Para aquellos que venimos de países con una historia de inestabilidad y regímenes fallidos, esta clase de sucesos tiene un aire familiar. Eso de que alguien no acepte las reglas del juego, rechace reconocer su derrota en las urnas e intente mantenerse el poder por las bravas tiene un nombre; le llamamos golpe de estado.
Y eso es exactamente lo que Donald J. Trump intentó cometer ese seis de enero.
Es fácil ver y leer todos los planes, maniobras y fantasías de la camarilla de bufones, payasos, matones y buscavidas que rodearon al presidente ese día y creer que todo era una farsa. Es fácil mofarse sobre el hecho de que un tipo que ha hecho su fortuna vendiendo cojines en televisión fuera el mayor portavoz y adalid de las conspiraciones más alocadas sobre fraude electoral. Es fácil señalar lo absurdo y ridículo de los planes, el cinismo de sus excusas legales y el hecho de que uno de los asaltantes del congreso fuera vestido de bisonte. Pero ser torpe, ridículo, y un tanto cutre nunca debería servir a nadie para exculpar un delito – y sabe Dios cuantos golpistas con uniformes extravagantes y planes estrafalarios que nadie se tomaba en serio han acabo por derrocar democracias ahí fuera.
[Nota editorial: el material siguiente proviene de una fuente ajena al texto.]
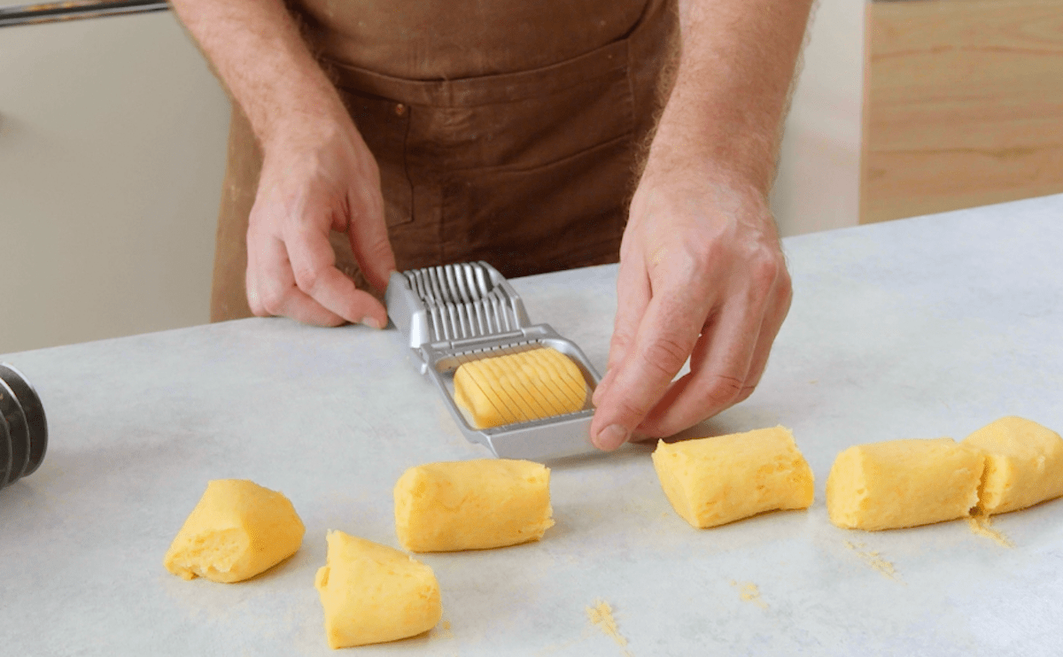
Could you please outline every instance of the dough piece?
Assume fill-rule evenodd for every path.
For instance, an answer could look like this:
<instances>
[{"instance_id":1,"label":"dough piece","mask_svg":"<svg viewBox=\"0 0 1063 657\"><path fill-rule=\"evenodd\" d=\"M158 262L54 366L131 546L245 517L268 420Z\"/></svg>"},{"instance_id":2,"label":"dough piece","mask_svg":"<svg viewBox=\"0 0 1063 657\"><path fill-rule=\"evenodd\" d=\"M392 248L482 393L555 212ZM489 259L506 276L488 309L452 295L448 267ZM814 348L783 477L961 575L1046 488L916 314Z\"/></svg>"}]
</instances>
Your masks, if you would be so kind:
<instances>
[{"instance_id":1,"label":"dough piece","mask_svg":"<svg viewBox=\"0 0 1063 657\"><path fill-rule=\"evenodd\" d=\"M454 402L476 428L575 412L587 383L571 358L551 348L470 360L454 372Z\"/></svg>"},{"instance_id":2,"label":"dough piece","mask_svg":"<svg viewBox=\"0 0 1063 657\"><path fill-rule=\"evenodd\" d=\"M394 500L395 533L411 552L516 545L554 526L550 470L526 460L417 466L399 477Z\"/></svg>"},{"instance_id":3,"label":"dough piece","mask_svg":"<svg viewBox=\"0 0 1063 657\"><path fill-rule=\"evenodd\" d=\"M241 582L296 554L303 522L279 492L246 479L215 479L166 552L166 570L185 579Z\"/></svg>"},{"instance_id":4,"label":"dough piece","mask_svg":"<svg viewBox=\"0 0 1063 657\"><path fill-rule=\"evenodd\" d=\"M694 527L812 504L812 470L782 426L660 441L653 459L672 508Z\"/></svg>"},{"instance_id":5,"label":"dough piece","mask_svg":"<svg viewBox=\"0 0 1063 657\"><path fill-rule=\"evenodd\" d=\"M965 518L984 462L951 438L854 445L830 468L827 512L839 527L867 530Z\"/></svg>"},{"instance_id":6,"label":"dough piece","mask_svg":"<svg viewBox=\"0 0 1063 657\"><path fill-rule=\"evenodd\" d=\"M978 508L989 516L1063 495L1063 438L1031 420L1000 418L963 444L985 454Z\"/></svg>"},{"instance_id":7,"label":"dough piece","mask_svg":"<svg viewBox=\"0 0 1063 657\"><path fill-rule=\"evenodd\" d=\"M328 553L314 587L332 648L395 641L428 631L443 616L432 569L393 548L342 532L326 536Z\"/></svg>"}]
</instances>

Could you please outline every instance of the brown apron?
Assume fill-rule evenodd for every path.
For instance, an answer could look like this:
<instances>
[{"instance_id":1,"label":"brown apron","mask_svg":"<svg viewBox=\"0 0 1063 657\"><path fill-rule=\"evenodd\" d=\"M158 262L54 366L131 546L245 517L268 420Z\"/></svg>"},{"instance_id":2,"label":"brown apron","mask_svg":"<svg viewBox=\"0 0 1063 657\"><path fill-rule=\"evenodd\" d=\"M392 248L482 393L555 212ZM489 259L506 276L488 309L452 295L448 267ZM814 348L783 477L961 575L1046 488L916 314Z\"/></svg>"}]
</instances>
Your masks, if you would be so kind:
<instances>
[{"instance_id":1,"label":"brown apron","mask_svg":"<svg viewBox=\"0 0 1063 657\"><path fill-rule=\"evenodd\" d=\"M605 30L595 34L606 39L592 43L590 51L586 39L562 38L577 34L572 30L561 30L560 37L549 29L541 32L551 39L545 46L552 51L474 40L476 47L437 63L441 80L396 77L421 75L429 67L423 57L402 60L386 51L374 56L379 49L359 52L364 39L344 39L343 30L324 24L328 17L319 4L331 7L335 2L304 2L302 19L311 47L321 53L376 157L400 270L483 259L512 277L617 262L637 151L653 128L661 73L675 52L674 0L600 0L593 9L609 12L614 20L598 20L588 10L585 22ZM542 14L541 6L536 11ZM620 30L620 36L609 29ZM483 39L505 32L479 29L477 34ZM585 50L573 54L580 44ZM519 66L514 50L533 65L550 62L542 58L547 51L564 58L508 70ZM355 57L369 62L372 70L354 66ZM251 315L246 235L260 166L254 134L234 104L212 321ZM333 233L331 241L337 267L368 288L347 235Z\"/></svg>"}]
</instances>

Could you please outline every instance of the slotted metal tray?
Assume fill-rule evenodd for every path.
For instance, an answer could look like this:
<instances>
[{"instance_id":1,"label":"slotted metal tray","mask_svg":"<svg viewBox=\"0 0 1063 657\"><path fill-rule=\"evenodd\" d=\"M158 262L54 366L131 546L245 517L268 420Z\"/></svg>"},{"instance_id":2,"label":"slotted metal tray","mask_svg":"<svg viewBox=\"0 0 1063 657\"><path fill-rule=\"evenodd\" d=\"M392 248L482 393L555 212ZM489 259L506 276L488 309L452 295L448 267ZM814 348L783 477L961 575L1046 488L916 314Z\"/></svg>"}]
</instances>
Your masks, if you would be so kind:
<instances>
[{"instance_id":1,"label":"slotted metal tray","mask_svg":"<svg viewBox=\"0 0 1063 657\"><path fill-rule=\"evenodd\" d=\"M590 394L576 412L490 428L472 426L454 401L454 372L462 364L539 347L571 358L589 390L601 380L575 342L550 324L532 323L520 296L493 267L476 262L394 272L386 300L421 372L436 384L470 441L500 458L537 461L597 452L590 441Z\"/></svg>"}]
</instances>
Trump, por supuesto, fracasó, pero esto no quiere decir, sin embargo, que el peligro haya terminado. Es más, el expresidente y sus secuaces están trabajando activamente para volverlo a intentar el 2024 y volver al poder, digan lo que digan las urnas.
El partido republicano, en los estados que controla, está sacando adelante leyes que hacen más difícil ejercer el derecho a voto y dan a políticos el poder de rechazar lo que digan las urnas. Lo están haciendo a base de nombrar o escoger autoridades electorales abiertamente partidistas y creando excusas legales para que los legislativos estatales puedan invalidar unas elecciones y declarar ganador a quien les apetezca. La crisis constitucional del 2020 puede que fuera un preludio de algo mucho, mucho peor.
El congreso de los Estados Unidos puede, en teoría, poner orden, y aprobar legislación que garantice que los estados respeten la voz de las urnas. También pueden cambiar el procedimiento por el que se certifica el ganador de las elecciones, eliminando la posibilidad de que el congreso pueda declarar el ganador de forma unilateral.
Eso requiere aprobar legislación, pero el congreso no parece estar de humor para ello.
Aunque el partido demócrata tiene mayoría en ambas cámaras y sus líderes quieren proteger el derecho a voto, una minoría de senadores insiste que sólo lo harán con el apoyo de los republicanos – el mismo partido que está intentando subvertir activamente el sistema electoral. Se escudan en motivos de procedimiento, con un requisito de supermayorías arbitrarias para sacar adelante legislación. En la práctica, lo que están haciendo es ver que la democracia corre peligro, y decidir que eso no les parece un problema urgente.
El problema es que no es que sea urgente – es que es una emergencia. O el congreso actúa, o lo que vimos el día de Reyes se repetirá de aquí tres años y esta vez tendrán los instrumentos para que el golpe de estado consiga sus objetivos.
Parece mentira que un partido político haya visto un golpe de estado y decida no hacer nada para proteger la democracia de un segundo intento, pero en esas estamos.